Ed è proprio questa dimensione esperienziale a rappresentare oggi il vero valore aggiunto. Non tanto il cronometro, quanto il racconto che ciascuno può portarsi a casa: il paesaggio, la fatica condivisa, la scoperta di un territorio, la socialità prima e dopo la pedalata.
Il vero nodo: ripensare il senso delle granfondo (con l’occhio al gravel)
Il punto, quindi, non è salvare le granfondo così come sono state finora, ma interrogarsi su cosa possano diventare. Continuare a difendere modelli nati in un altro contesto rischia di allontanare ulteriormente chi oggi cerca nella bici qualcosa di diverso: un’esperienza sostenibile, sicura, appagante e compatibile con la vita quotidiana.
Ripensare i format non significa snaturarli, ma evolverli. Alcuni hanno “migrato” l’evento in un’esperienza gravel che ha allontanato dai pericoli e le burocrazie delle strade asfaltate, altri cercano soluzioni.
Di sicuro va accettato come l’agonismo non sia più l’unico motore, che la classifica interessi pochi, mentre il valore dell’evento risiede sempre più nella qualità dell’esperienza complessiva. Significa anche riconoscere che la sicurezza, la formazione e la convivenza sulla strada non sono dettagli organizzativi, ma elementi centrali della proposta.

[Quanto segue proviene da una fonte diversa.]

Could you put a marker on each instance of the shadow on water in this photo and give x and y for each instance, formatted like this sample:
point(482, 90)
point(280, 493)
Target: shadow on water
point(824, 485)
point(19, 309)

In fondo, il successo di alcune manifestazioni “ibride” dimostra che una strada alternativa esiste già. Sta agli organizzatori decidere se percorrerla, adattandosi a un pubblico che è cambiato, oppure restare ancorati a un modello che, numeri alla mano, mostra segni sempre più evidenti di affaticamento.
E forse è proprio da qui che passa il futuro delle granfondo: non dal cronometro, ma dalla capacità di tornare a dare senso all’esperienza di pedalare insieme.

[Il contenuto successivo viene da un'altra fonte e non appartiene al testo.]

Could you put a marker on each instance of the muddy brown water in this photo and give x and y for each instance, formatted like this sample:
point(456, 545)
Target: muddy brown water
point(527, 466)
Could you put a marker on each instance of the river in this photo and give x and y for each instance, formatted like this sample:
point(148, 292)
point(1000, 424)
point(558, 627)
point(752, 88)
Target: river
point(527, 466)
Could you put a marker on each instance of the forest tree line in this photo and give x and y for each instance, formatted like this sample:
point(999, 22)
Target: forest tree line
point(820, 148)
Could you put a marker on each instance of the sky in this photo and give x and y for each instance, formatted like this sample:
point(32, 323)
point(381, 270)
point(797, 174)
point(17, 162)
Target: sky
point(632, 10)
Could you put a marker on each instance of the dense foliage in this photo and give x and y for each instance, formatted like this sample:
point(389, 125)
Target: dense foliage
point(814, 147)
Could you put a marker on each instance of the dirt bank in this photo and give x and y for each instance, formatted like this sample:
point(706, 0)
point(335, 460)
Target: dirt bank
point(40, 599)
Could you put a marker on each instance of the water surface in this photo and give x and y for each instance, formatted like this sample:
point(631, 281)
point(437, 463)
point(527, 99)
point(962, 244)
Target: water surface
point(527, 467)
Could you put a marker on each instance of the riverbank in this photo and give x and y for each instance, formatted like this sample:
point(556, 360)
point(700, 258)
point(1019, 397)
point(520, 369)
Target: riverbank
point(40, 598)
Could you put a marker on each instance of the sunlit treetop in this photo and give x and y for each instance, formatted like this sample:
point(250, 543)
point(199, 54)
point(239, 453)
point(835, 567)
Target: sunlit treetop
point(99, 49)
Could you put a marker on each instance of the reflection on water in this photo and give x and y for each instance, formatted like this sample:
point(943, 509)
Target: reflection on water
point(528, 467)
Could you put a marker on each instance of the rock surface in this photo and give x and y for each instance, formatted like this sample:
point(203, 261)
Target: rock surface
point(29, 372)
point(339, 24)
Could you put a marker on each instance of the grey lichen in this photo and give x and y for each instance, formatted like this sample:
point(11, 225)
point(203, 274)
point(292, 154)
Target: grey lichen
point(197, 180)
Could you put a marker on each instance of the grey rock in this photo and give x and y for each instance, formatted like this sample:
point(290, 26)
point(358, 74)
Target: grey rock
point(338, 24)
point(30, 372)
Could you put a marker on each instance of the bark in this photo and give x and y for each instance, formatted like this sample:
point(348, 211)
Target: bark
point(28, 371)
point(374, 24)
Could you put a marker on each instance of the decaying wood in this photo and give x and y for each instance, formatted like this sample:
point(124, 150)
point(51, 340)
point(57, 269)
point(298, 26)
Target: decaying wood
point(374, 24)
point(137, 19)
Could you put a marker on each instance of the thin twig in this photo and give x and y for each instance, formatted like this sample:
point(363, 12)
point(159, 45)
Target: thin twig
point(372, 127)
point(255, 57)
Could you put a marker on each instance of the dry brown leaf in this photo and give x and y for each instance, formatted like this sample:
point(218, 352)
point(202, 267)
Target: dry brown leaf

L’utente deve tornare protagonista
Il disamore di molti utenti parte dal non sentirsi più parte dell’evento ma comparse anche un po’ fuori posto. Esaltare i vincitori, puntandogli addosso attenzioni (e, a volte, pure telecamere) porta l’utente che non arriva tra i primi a ritrovarsi in un contesto in cui non si riconosce più. Non è un caso che chi sta riuscendo ad andare in controtendenza è chi sta riportando l’esperienza dell’utente al centro. Che sia in versione meno agonistica o più esplorativa non conta. È il sentirsi esclusi che fa scappare via.